А люди стонут скорбью вековой.
В дрожащих пальцах тайный веер страсти —
Горят глаза, в сердцах бунтует кровь,
Принять готовые и карт напасти,
И боль судьбы — сулящую любовь.
Пас!.. Взятка!.. И — споткнулись, и — ушиблись.
Ничего не сделаешь — ошиблись.
И так — идет азартная забава,
Надеждой глупой полнится игра.
Здесь равнодушие живет без права,
Здесь завтра будет так же, как вчера.
Хотя земля уходит из-под ног —
Вновь карты, ставки… Помоги вам бог.
Смотрю на них: как загребущи руки,
Зуд алчности на бледноте лица.
В глазах дрожит невысказанность муки
Под маскою застывшего свинца.
Не знаю, плакать, что ли, мне сейчас
Иль жечь коленым словом этот класс.
«Если б слышал я смех, что кинжала острей…»
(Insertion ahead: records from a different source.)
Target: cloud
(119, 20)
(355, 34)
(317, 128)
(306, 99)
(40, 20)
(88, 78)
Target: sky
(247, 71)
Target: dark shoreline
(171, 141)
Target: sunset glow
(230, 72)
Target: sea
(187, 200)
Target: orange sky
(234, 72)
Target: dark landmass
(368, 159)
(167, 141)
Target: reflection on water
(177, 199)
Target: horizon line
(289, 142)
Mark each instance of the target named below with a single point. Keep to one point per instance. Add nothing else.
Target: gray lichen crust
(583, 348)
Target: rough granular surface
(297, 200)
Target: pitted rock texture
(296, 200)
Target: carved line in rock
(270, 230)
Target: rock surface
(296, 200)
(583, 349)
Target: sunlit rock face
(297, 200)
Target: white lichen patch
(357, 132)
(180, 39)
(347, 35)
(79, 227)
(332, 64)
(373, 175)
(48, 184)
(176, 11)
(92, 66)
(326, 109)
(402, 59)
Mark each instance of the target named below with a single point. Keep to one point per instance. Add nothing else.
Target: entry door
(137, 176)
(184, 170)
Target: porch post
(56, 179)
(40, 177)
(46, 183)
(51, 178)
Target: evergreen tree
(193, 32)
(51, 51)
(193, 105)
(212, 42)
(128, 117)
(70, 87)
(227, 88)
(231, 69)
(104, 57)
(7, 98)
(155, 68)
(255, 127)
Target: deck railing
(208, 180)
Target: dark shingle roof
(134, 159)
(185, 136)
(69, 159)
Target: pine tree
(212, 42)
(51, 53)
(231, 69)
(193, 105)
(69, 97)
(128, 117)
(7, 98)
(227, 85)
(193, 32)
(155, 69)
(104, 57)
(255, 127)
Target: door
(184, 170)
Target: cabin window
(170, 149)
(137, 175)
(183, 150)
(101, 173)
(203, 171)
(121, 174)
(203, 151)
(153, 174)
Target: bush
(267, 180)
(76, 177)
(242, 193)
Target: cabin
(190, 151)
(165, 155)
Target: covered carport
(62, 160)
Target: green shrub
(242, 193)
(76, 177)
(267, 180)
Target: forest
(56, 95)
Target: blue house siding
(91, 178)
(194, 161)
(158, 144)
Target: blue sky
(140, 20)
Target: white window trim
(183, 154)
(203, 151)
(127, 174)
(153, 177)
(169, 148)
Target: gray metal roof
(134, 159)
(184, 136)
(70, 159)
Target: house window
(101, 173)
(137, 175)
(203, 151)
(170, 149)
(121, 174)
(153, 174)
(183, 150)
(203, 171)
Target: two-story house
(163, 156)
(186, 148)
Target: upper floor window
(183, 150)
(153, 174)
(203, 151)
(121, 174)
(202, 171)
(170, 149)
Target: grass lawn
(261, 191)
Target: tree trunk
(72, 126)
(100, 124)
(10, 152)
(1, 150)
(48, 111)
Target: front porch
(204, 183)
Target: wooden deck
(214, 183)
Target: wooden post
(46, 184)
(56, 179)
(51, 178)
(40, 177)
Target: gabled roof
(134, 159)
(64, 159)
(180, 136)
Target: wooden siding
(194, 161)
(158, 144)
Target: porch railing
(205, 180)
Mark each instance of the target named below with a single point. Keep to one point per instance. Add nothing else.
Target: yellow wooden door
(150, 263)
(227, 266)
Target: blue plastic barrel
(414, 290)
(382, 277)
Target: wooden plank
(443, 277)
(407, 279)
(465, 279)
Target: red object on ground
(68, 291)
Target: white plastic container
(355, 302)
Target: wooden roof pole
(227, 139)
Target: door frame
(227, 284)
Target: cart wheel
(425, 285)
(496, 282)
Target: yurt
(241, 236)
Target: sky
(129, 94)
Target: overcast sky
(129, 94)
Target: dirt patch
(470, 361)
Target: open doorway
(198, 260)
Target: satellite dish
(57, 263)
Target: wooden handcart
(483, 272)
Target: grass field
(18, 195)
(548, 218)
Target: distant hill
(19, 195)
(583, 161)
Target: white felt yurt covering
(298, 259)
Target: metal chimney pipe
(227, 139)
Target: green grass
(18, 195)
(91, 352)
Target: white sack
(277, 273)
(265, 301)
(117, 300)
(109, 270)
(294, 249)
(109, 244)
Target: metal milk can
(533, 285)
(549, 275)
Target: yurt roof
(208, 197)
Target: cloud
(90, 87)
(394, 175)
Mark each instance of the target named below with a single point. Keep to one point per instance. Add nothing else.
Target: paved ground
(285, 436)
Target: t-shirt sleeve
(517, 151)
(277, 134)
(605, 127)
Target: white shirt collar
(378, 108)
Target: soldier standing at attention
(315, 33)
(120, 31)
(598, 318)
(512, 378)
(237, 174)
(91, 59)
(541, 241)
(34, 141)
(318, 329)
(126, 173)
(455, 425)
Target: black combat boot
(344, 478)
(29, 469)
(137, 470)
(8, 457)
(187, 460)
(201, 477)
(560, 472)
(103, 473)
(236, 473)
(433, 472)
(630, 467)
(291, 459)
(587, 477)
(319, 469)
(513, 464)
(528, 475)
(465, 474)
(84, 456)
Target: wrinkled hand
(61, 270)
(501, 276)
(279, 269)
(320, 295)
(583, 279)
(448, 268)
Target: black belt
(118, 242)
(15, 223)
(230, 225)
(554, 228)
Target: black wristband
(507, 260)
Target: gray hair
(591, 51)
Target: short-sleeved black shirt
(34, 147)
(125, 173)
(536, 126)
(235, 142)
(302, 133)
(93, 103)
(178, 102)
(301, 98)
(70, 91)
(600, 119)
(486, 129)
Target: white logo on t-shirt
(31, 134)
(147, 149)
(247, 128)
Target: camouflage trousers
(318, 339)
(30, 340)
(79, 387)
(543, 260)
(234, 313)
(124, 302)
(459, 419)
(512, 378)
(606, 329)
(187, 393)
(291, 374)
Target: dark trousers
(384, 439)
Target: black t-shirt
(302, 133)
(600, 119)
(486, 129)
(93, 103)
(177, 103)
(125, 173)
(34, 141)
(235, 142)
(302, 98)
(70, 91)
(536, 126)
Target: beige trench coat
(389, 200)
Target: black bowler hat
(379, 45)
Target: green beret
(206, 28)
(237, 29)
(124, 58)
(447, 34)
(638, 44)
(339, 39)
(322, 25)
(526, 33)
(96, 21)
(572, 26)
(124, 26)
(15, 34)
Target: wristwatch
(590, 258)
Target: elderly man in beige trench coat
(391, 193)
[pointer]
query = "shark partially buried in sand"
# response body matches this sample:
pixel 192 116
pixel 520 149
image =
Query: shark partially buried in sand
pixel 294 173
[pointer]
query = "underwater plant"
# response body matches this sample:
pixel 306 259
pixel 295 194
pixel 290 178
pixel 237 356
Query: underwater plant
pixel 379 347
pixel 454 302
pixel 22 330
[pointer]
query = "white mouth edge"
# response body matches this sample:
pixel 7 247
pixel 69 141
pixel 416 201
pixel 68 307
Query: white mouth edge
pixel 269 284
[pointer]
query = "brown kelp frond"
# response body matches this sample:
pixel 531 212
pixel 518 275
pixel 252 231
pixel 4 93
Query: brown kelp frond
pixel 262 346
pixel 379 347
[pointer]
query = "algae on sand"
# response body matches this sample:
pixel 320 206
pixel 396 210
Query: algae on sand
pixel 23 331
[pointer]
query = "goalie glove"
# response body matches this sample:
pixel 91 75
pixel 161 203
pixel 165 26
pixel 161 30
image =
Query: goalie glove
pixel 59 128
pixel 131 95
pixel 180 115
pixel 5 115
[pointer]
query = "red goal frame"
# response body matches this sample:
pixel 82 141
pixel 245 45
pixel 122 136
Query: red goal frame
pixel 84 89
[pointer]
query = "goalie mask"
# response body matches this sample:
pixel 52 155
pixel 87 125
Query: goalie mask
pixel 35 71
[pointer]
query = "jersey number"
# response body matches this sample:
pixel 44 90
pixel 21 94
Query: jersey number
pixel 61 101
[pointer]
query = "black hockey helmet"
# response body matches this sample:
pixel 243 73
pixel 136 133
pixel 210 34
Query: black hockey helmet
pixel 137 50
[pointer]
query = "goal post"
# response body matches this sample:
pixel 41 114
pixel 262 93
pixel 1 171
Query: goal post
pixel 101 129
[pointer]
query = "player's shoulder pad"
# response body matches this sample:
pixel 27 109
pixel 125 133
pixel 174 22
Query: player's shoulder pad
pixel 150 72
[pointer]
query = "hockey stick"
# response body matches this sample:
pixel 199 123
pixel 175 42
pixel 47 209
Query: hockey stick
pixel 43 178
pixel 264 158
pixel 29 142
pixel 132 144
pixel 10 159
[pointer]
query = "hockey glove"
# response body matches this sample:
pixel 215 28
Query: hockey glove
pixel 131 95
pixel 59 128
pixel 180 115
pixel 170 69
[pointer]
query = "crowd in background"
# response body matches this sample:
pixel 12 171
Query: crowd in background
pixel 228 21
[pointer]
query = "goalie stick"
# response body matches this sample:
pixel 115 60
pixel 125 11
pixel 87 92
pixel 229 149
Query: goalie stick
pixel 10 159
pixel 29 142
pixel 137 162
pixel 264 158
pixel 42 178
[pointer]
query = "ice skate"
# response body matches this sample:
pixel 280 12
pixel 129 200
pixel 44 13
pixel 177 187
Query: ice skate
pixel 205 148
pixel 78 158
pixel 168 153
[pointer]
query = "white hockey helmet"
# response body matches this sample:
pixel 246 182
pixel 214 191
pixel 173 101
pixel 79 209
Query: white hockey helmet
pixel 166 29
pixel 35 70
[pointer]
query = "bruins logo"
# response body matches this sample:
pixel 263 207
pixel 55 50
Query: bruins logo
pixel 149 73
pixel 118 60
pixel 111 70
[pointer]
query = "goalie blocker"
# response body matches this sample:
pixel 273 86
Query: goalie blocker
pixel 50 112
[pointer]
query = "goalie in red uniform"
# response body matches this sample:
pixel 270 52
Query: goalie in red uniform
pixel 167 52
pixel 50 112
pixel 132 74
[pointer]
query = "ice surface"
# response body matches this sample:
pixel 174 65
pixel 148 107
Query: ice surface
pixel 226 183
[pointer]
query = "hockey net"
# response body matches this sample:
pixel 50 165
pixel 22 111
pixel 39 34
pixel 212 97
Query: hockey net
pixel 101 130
Если б слышал я смех, что кинжала острей,
Что сердца режет холодом стали —
Я смеялся бы так, как сто тысяч чертей,
Чтобы вы о покое не знали.
А потом я скрутил бы увесистый кнут
И, чтоб кровью вы враз прослезились,
Отстегал бы вас всех, отстегал бы вас тут,
Чтобы вы и любви научились.
Если б видел я плач, что сердца леденит.
Как аккорды могучей сонаты,
Я ревел бы, как море, что скалы дробит.
Безутешней, чем малый дитяти.
И всю грусть, что за жизнь накопилась во мне,
Я собрал бы, как строчки канцоны,
И орал бы пророком, чтоб вас и во сне
Била дрожь надмогильного звона.
Если б знал я лицо, что поможет забыть
Все душевные боли и муки,
Поспешил бы я крест забытья положить,
Протянуть для согласия руки.
И простил бы вас всех, безрассудных слепцов,
Кто о голоде в церкви лишь судит;
И в бездонность души гнев запрятать готов
Со словами: «Опомнитесь, люди!»
К РАЗГРОМУ ПОЛЬСКОГО ИМПЕРИАЛИЗМА
(Июль, 1920 г.)
Свиреп могучего Аттилы гнев.
Но рядом смерть — с лицом его раба.
Он понял это и окаменел:
Вот и его предрешена судьба.
Затих… В глазах — земля горит огнем;
В душе постылой — дрожь, смертельный страх.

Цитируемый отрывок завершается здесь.